Clean-up work was getting under way in London’s Tottenham Court Road, where shops and businesses were damaged by May Day protesters who went on the rampage last night.
Demonstrators had targeted a string of banks and photographic and furniture shops in the road.
The windows of the Habitat store were boarded up today after large sections of the shop front were smashed in.
The nearby Heal’s furniture shop had also been forced to put up boarding after a large pane of glass was smashed.
Boarding had also been put over smashed windows and frontages at branches of Lloyds, Barclays, the Royal Banks of Scotland and the Abbey National.
Employees of one of the worst affected banks, the HSBC, were using their mobile phones to make inquiries today when they arrived at work to find large sections of the branch boarded up.
Homeless Craig Brealey, 20, said he saw protesters smashing up the HSBC yesterday.
‘‘I saw a group - mostly men - using poles to do this damage,’’ he said. ‘‘They were shouting and they ran off, it took them a couple of minutes to do it.’’

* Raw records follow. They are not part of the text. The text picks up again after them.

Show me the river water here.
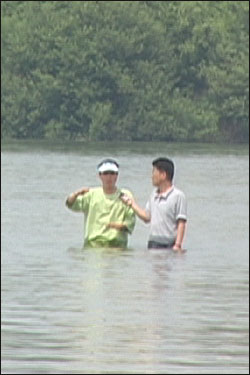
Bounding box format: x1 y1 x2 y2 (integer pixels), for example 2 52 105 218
1 142 249 374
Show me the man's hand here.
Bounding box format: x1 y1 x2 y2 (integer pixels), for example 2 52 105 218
173 244 187 253
120 193 133 207
66 188 89 208
76 187 89 195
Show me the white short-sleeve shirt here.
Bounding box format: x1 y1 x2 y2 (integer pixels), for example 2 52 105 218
146 186 187 245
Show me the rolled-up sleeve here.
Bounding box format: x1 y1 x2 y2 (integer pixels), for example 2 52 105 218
176 192 187 221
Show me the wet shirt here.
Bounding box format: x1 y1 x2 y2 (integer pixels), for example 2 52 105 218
146 186 187 245
71 187 135 247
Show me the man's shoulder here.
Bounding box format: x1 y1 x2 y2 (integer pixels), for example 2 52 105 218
173 186 185 198
119 188 133 197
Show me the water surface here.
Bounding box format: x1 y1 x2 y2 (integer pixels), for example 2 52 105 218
1 142 249 374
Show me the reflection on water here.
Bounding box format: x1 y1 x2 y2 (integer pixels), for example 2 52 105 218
2 144 249 374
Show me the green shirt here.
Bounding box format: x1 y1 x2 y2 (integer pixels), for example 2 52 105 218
70 187 135 247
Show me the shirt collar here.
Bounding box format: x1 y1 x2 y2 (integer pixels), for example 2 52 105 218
154 185 174 201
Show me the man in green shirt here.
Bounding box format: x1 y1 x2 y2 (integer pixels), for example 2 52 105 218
66 159 135 248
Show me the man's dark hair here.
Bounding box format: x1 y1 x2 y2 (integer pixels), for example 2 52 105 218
152 158 174 181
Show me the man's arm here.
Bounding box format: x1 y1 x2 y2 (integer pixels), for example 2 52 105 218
173 219 186 251
121 194 150 223
65 188 89 208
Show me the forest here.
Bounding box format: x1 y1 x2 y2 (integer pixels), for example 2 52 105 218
1 1 249 143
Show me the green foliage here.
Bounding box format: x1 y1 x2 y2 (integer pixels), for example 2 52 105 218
1 1 249 142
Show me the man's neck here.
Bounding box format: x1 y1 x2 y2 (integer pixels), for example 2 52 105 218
103 186 117 195
158 181 173 194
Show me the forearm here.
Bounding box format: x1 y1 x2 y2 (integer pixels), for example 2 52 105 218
66 192 79 207
65 188 89 208
131 201 150 223
174 220 186 250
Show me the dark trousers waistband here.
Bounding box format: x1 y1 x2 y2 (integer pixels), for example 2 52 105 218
148 241 174 249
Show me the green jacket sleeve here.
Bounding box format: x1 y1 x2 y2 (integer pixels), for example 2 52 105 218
70 192 91 212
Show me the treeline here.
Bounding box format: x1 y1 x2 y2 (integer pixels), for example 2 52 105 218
1 1 249 142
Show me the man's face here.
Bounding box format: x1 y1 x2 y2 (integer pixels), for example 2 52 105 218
99 172 118 188
152 167 166 186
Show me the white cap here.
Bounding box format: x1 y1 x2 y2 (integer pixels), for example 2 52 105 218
97 159 119 173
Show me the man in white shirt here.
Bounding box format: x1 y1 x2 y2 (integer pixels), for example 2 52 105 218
120 157 187 251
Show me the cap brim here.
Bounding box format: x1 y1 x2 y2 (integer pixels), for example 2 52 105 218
98 163 119 173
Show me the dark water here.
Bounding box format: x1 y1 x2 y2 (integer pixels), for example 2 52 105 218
1 142 249 374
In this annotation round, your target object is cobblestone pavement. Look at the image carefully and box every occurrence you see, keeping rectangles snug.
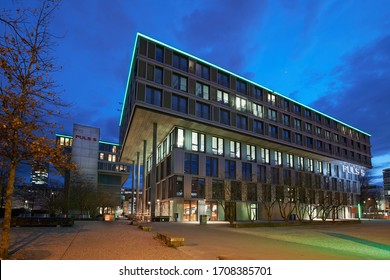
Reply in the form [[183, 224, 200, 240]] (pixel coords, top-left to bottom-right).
[[3, 220, 390, 260]]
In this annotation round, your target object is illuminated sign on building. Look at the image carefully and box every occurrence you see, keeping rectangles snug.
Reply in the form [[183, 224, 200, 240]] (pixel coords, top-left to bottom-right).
[[74, 134, 97, 142], [342, 164, 366, 176]]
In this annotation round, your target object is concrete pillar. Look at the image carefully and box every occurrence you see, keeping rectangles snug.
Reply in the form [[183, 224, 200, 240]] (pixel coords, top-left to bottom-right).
[[135, 152, 140, 214], [150, 123, 157, 218], [142, 140, 147, 214], [130, 160, 135, 214]]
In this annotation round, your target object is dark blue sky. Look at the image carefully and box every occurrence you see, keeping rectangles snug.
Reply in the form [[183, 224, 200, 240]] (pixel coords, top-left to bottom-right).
[[5, 0, 390, 185]]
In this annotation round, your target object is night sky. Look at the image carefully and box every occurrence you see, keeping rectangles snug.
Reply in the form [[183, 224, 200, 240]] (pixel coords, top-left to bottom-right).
[[0, 0, 390, 185]]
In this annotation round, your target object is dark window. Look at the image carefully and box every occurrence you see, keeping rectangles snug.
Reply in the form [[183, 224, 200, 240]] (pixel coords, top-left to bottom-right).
[[154, 67, 163, 84], [253, 120, 264, 134], [156, 46, 164, 63], [225, 160, 236, 179], [230, 181, 242, 200], [253, 87, 263, 100], [172, 94, 188, 114], [145, 87, 162, 106], [271, 167, 279, 184], [236, 79, 247, 94], [218, 72, 229, 87], [242, 162, 252, 181], [212, 180, 225, 199], [184, 153, 199, 175], [191, 178, 205, 198], [246, 183, 257, 201], [220, 109, 230, 125], [268, 125, 278, 138], [195, 102, 210, 120], [195, 82, 209, 99], [206, 157, 218, 177], [257, 165, 267, 183], [172, 53, 188, 72], [196, 63, 210, 80], [237, 115, 248, 130], [283, 129, 291, 142]]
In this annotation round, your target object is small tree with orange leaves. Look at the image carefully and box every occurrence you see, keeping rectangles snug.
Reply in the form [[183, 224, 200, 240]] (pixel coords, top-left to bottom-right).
[[0, 0, 71, 258]]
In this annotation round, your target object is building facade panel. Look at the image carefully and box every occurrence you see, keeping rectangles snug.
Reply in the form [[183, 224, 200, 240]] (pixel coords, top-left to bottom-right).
[[120, 34, 371, 220]]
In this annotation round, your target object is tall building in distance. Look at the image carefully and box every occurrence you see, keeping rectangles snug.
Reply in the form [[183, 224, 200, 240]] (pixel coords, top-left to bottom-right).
[[56, 124, 130, 211], [383, 168, 390, 216], [120, 34, 372, 221]]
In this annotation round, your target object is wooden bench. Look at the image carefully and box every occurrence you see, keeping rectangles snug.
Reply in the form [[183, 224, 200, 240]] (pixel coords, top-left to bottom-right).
[[138, 225, 152, 231], [157, 232, 184, 247]]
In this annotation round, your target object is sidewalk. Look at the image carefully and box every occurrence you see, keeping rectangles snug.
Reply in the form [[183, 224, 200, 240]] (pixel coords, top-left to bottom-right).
[[3, 220, 390, 260]]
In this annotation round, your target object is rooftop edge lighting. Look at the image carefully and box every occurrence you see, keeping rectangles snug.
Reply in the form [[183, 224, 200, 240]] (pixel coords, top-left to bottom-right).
[[119, 32, 371, 137]]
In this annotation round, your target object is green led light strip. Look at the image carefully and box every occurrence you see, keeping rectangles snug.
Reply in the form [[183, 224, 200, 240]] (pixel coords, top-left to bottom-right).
[[119, 33, 371, 136]]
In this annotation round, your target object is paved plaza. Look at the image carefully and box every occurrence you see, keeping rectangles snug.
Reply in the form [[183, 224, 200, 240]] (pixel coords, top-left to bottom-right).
[[3, 220, 390, 260]]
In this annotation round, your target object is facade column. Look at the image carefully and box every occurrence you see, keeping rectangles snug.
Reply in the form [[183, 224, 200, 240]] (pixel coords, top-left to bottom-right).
[[150, 123, 157, 219], [142, 140, 147, 214], [130, 160, 135, 215], [135, 152, 140, 215]]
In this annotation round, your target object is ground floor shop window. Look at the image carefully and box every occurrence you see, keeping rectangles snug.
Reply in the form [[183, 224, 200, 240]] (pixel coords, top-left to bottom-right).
[[183, 201, 198, 222], [206, 201, 218, 221]]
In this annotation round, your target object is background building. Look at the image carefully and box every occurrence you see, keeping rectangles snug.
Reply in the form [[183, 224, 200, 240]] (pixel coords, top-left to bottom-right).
[[383, 168, 390, 216], [120, 34, 372, 221], [56, 124, 130, 217]]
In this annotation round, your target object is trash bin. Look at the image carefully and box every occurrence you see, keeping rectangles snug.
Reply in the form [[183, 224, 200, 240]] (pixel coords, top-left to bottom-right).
[[199, 215, 207, 225]]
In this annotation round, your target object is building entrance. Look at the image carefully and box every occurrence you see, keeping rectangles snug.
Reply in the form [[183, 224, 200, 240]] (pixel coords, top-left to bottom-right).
[[183, 200, 198, 222]]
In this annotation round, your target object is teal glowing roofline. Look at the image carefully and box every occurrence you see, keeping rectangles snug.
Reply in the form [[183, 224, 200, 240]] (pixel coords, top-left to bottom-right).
[[119, 32, 371, 137], [56, 133, 73, 138], [99, 141, 120, 147], [56, 133, 120, 147]]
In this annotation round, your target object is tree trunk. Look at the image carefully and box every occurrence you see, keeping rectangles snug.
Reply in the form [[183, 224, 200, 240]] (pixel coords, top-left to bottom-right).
[[0, 162, 17, 259]]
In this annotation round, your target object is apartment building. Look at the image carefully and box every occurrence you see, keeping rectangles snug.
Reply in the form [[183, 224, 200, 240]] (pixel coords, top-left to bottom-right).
[[120, 34, 372, 221], [56, 124, 130, 213]]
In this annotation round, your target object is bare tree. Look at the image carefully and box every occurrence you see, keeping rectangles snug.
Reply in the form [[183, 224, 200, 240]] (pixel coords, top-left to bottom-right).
[[0, 0, 74, 258]]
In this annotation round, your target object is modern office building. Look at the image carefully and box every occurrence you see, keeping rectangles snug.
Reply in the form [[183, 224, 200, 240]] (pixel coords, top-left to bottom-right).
[[383, 168, 390, 216], [120, 34, 372, 221], [56, 124, 130, 213]]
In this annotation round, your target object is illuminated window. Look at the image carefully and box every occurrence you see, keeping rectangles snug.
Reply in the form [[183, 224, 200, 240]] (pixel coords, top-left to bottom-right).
[[217, 90, 230, 105], [252, 103, 263, 118], [172, 74, 187, 92], [260, 148, 270, 164], [274, 151, 282, 166], [195, 102, 210, 120], [145, 87, 162, 106], [246, 145, 256, 161], [219, 109, 230, 125], [267, 93, 276, 105], [192, 131, 205, 152], [286, 154, 294, 168], [236, 115, 248, 130], [235, 96, 247, 112], [176, 128, 184, 148], [268, 109, 277, 122], [211, 136, 224, 156], [230, 141, 241, 158], [172, 94, 188, 114], [217, 72, 229, 87]]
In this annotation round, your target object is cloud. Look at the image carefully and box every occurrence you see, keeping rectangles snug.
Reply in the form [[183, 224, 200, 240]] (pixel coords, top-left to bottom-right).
[[312, 34, 390, 183], [176, 0, 267, 73]]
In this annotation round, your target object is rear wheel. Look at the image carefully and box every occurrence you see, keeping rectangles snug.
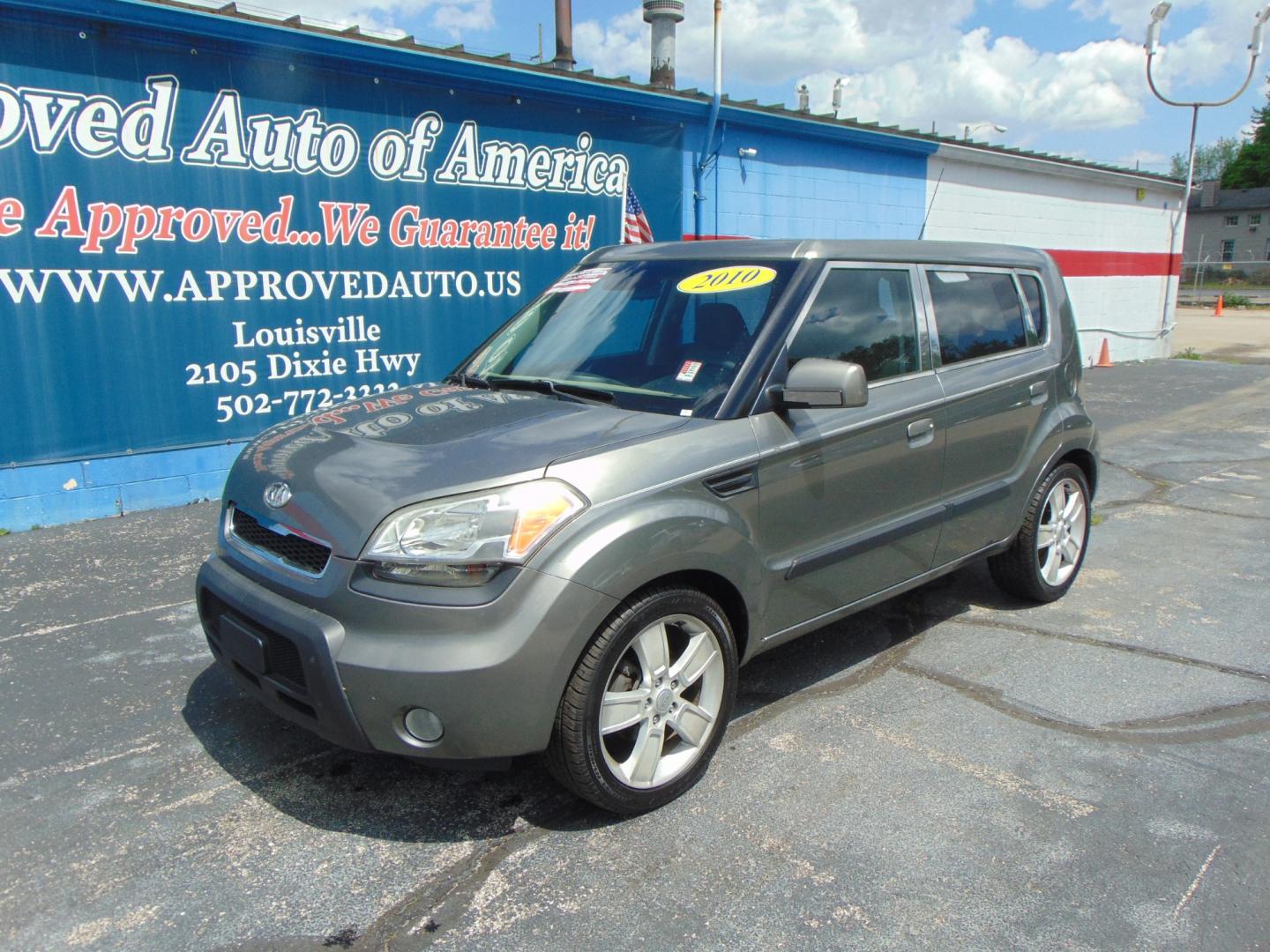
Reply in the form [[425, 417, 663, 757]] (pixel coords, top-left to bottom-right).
[[548, 588, 736, 814], [988, 464, 1090, 602]]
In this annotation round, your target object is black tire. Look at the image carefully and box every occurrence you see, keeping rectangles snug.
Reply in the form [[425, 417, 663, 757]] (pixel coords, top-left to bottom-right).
[[548, 586, 738, 814], [988, 464, 1092, 602]]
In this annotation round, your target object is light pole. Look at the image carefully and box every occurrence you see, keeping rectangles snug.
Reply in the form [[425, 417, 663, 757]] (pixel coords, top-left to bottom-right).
[[1144, 1, 1270, 334], [961, 122, 1010, 142]]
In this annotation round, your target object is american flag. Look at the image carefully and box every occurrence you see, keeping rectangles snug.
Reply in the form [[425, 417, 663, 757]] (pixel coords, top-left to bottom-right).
[[623, 185, 653, 245]]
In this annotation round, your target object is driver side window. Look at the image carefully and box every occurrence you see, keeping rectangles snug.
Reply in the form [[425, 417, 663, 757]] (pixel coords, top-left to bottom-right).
[[788, 268, 921, 381]]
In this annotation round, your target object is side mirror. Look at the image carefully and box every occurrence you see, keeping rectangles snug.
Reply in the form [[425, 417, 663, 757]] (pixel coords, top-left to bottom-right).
[[773, 357, 869, 409]]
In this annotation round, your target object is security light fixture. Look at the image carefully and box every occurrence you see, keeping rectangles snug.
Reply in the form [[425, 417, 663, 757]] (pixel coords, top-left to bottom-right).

The protesters had waited in a side street until police had gone before emerging to go on the rampage.
Groups had been coming from both the south and the north ends of Tottenham Court Road.
Newsagent Pardyuman Patel said shops on the west side of the road mostly escaped the damage.
‘‘They superglued one of my locks but that didn’t cause too much of a problem,’’ he added.
Electrical stores at the south end of Tottenham Court Road appeared to have largely escaped the damage.
Many had placed thick brown paper over their windows in order to shield the goods inside from view, and many of the shops closed early or did not open at all yesterday.